I guess whenever they talk about their kids or dogs, I’m enthusiatic in asking questions and showing interest, but that doesn’t mean I want to look after them!
I just had to rant about it after relenting to a work colleague wanting to go on a holiday for a week and to leave his Husky puppy with us. At first I was fine with it since I only need to give it food and water. However being responsible, I made mention that he bring food, toys, leash, bedding, etc…but on the day, he came with JUST the dog. He came really late at night and he was flying out the next morning so obviously we had to buy everything the dog needed to survive the week. His dog eats 3 times more than our dog and dug up holes all over the lawn. 🙁
How do you make excuses or deal with on-the-spot situations like this?
Post # 3
Find a good kenel and recommend it to all your friends and family. For the kids just make up plans for that night like dh and I have tickets to a show and just can’t miss it.
Post # 4
Wow I hope that dog owner paid you back at least! I’d just say you can’t watch the dog or kid when you’re asked. Say you have other plans. If you say no enough times, people will get the hint.
Post # 5
- Wedding: June 2012 - Pippin Hill Farm & Vineyards
I have a friend with a very high strung dog. My golden is chill. I just told her that I didn’t want to handle both of our dogs at once (we’ve watched a little doodle, which was a totally different story). A perceptive person wouldn’t push.
Set the boundary now…there might be more dogs waiting in the wings!
Post # 6
It’s rude for anyone to invite their pets and/or kids over to your house. When someone approaches you about it, just say no. Don’t give excuses, apologies, or explanations. Be polite but firm. If someone gets offended by a simple NO, then it’s probably not worth being close to someone with so little respect for you and your time/money. Setting boundaries is important, otherwise people will walk all over you!
Post # 7
Cave, and start your own dog sitting venutre?
LOL just kidding! I think you just need to be firm and set the standard. It’s okay to do favors , especially in exchange for someone watching your dog, but if you do it all the time without really wanting to people only see the part about you doing it- so they assume its an option!
Post # 8
Come up with a few ‘pat’ answers, so you don’t feel like you are put on the spot with nothing to say!
“I’m sorry, I’m unable to watch Fido for you”

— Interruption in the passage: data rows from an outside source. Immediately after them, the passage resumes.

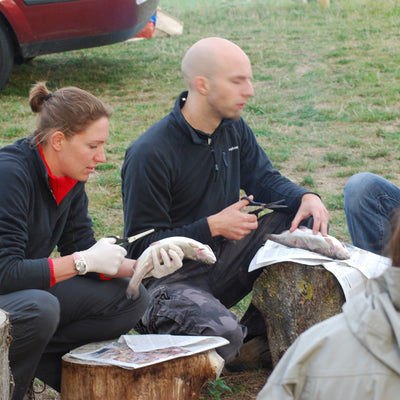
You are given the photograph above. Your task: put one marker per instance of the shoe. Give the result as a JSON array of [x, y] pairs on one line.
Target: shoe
[[254, 354]]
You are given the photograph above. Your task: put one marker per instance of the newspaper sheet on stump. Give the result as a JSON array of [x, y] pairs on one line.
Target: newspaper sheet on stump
[[137, 351]]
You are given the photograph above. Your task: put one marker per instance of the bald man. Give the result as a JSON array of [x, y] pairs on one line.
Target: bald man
[[183, 177]]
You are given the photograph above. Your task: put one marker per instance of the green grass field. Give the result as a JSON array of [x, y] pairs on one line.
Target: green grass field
[[326, 81]]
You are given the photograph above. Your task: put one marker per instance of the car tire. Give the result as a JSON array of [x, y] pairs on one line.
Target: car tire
[[6, 55]]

“I’m sorry, it won’t be possible; I know of a great dog-sitter – would you like their info?”
Post # 9
“I’d LOVE to look after your kids! You know, funny story, I looked after my other friend’s kids last week and one of them ran away and was missing for like, 6 hours. I didn’t even notice! The police came and everything!! But yes, again, I would LOVE to look after your kids!!”
Post # 10
@Eva Peron: The dog hotel comment will be my next joke if anyone asks the second time…hahaha.
@redheadem: Yet to see any money from him! Didn’t even get a thank you from his fiance when she came to pick up the dog. Guess this is one couple to cut off.
Thanks for all the ideas! Starting with the “sorry, not free’ from this weekend!
Post # 11
Post # 12
My advise? Have a neutral answer when people ask “What are you doing this weekend (or whatever date they ask)?” When people ask that, they may be wanting to obligate you for something. That is a totally different question than, “Can you watch my dog on the weekend of August XX?” or “Want to come to dinner on August XX?” I had to learn that the hard way myself.
A neutral answer could be “We have some plans for the weekend, but why do you ask?
You sound really nice and not-so-nice people can take advantage of that. Best wishes.